Niestety mokro będzie tutaj aż do środy południa – kiedy znowu napada kolejne 5-15 mm deszczu. W środę opady ruszą na zachód i popadać powinno również w większości Kujaw, Pomorza, Wielkopolski, Dolnego Śląska.
Możliwe, że na południu kraju we wtorek o poranku ogłoszone zostanie pogotowie przeciwpowodziowe.
Pod chmurami będzie bardzo zimno – w dzień i w nocy temperatura od poniedziałku do środy będzie niemal jednakowa na poziomie 5/8 stopni. Nieco cieplej z wtorku na środę zrobi się na wschodzie kraju, kiedy to o północy będzie nawet 15/16 stopni, jednak o poranku będzie już poniżej 10 stopni.
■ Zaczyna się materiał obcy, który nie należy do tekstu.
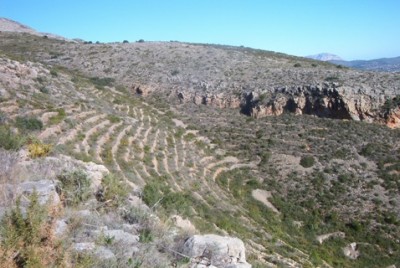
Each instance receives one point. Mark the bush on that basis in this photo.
(10, 140)
(28, 123)
(74, 187)
(27, 238)
(58, 118)
(151, 193)
(112, 192)
(38, 149)
(307, 161)
(100, 83)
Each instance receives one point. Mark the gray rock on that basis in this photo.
(46, 190)
(85, 246)
(60, 228)
(216, 250)
(120, 236)
(104, 253)
(351, 251)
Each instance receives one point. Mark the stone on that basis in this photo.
(46, 190)
(351, 251)
(104, 253)
(119, 236)
(322, 238)
(60, 228)
(220, 251)
(84, 246)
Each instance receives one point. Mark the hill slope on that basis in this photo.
(278, 183)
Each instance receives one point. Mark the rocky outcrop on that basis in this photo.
(220, 100)
(328, 100)
(215, 251)
(351, 251)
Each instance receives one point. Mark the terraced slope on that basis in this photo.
(259, 83)
(142, 144)
(205, 164)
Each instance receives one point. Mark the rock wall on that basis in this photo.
(328, 100)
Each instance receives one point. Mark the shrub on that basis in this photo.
(332, 79)
(10, 140)
(53, 73)
(307, 161)
(112, 192)
(100, 83)
(151, 193)
(27, 238)
(74, 187)
(58, 118)
(28, 123)
(113, 118)
(37, 149)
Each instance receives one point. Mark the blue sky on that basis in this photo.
(352, 29)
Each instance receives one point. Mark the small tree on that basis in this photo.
(307, 161)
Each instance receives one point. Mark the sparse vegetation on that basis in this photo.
(38, 149)
(26, 238)
(74, 187)
(28, 123)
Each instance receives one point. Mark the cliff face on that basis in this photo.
(328, 100)
(259, 83)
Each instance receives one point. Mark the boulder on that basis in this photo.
(219, 251)
(351, 251)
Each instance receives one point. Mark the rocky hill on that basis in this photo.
(382, 65)
(325, 57)
(139, 152)
(260, 83)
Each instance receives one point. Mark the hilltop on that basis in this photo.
(166, 140)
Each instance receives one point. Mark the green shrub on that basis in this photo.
(38, 149)
(58, 118)
(152, 193)
(28, 123)
(113, 118)
(332, 78)
(146, 236)
(112, 192)
(74, 187)
(100, 83)
(10, 140)
(27, 238)
(307, 161)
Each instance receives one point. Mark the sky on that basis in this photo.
(352, 29)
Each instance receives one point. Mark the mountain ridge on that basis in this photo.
(227, 140)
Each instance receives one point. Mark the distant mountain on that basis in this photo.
(7, 25)
(383, 65)
(325, 57)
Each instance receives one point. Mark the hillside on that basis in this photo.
(382, 65)
(187, 130)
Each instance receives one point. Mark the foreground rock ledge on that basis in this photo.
(215, 251)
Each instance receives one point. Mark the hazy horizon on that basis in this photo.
(353, 30)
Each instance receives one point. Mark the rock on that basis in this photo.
(184, 224)
(119, 236)
(104, 253)
(322, 238)
(215, 250)
(351, 252)
(46, 190)
(84, 247)
(60, 228)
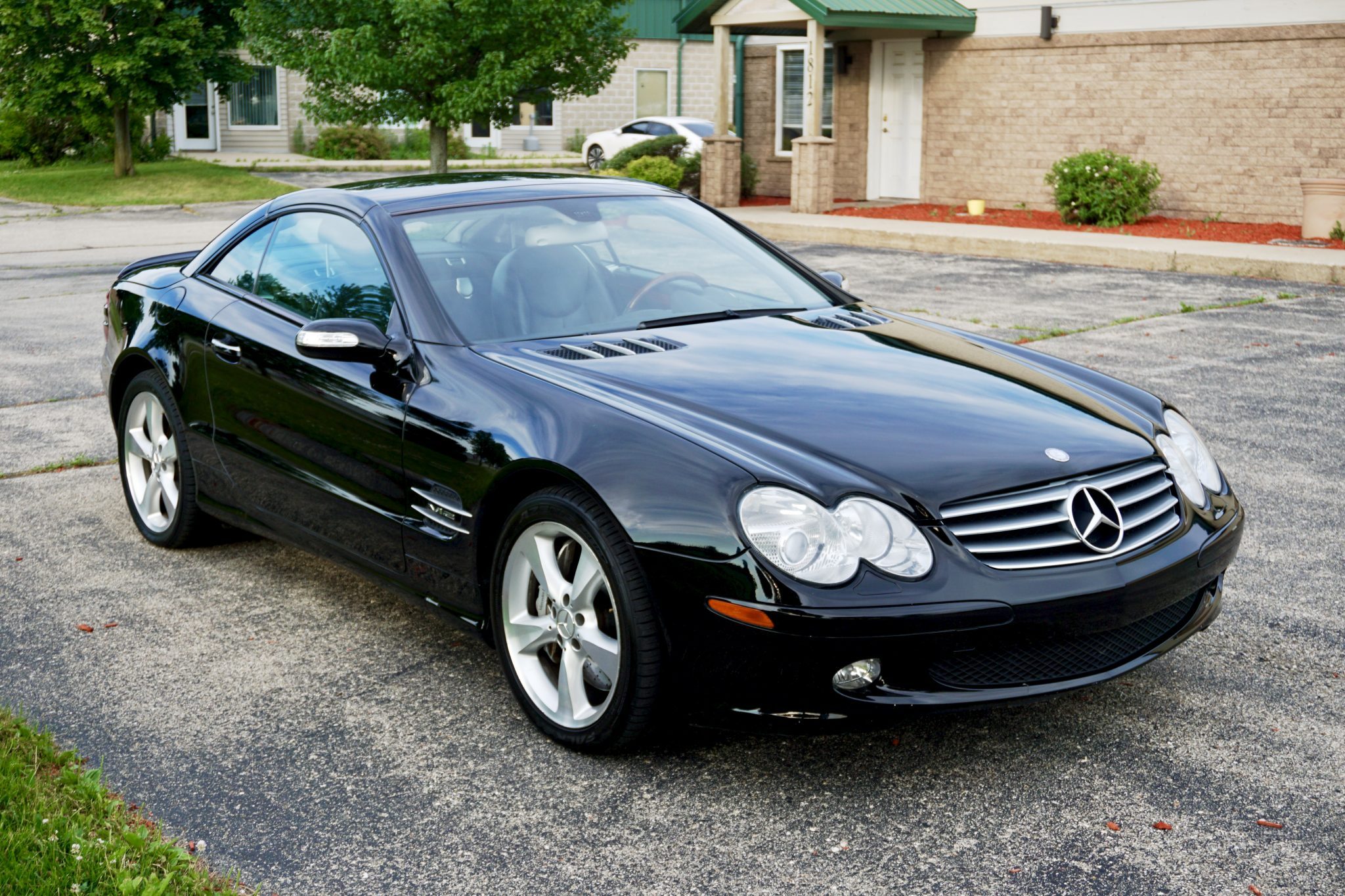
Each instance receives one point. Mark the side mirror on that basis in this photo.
(837, 278)
(345, 339)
Na pochmurnym zachodzie i północy do środy 10/13 stopni, ale padać nie powinno.
W centrum i na południu pojawi się też silny wiatr, który we wtorek powieje już w całym kraju w porywach do nawet 65 km/h.
Od czwartku na niebie mgły, niskie gęste chmury z opadami mżawki. Słońca będzie jak na lekarstwo lub nie będzie go wcale. W weekend możliwe są pierwsze większe przymrozki do -3 stopni w miejscach pogodnych na wysokości 2 metrów. Miejsc pogodnych ma być jednak niewiele.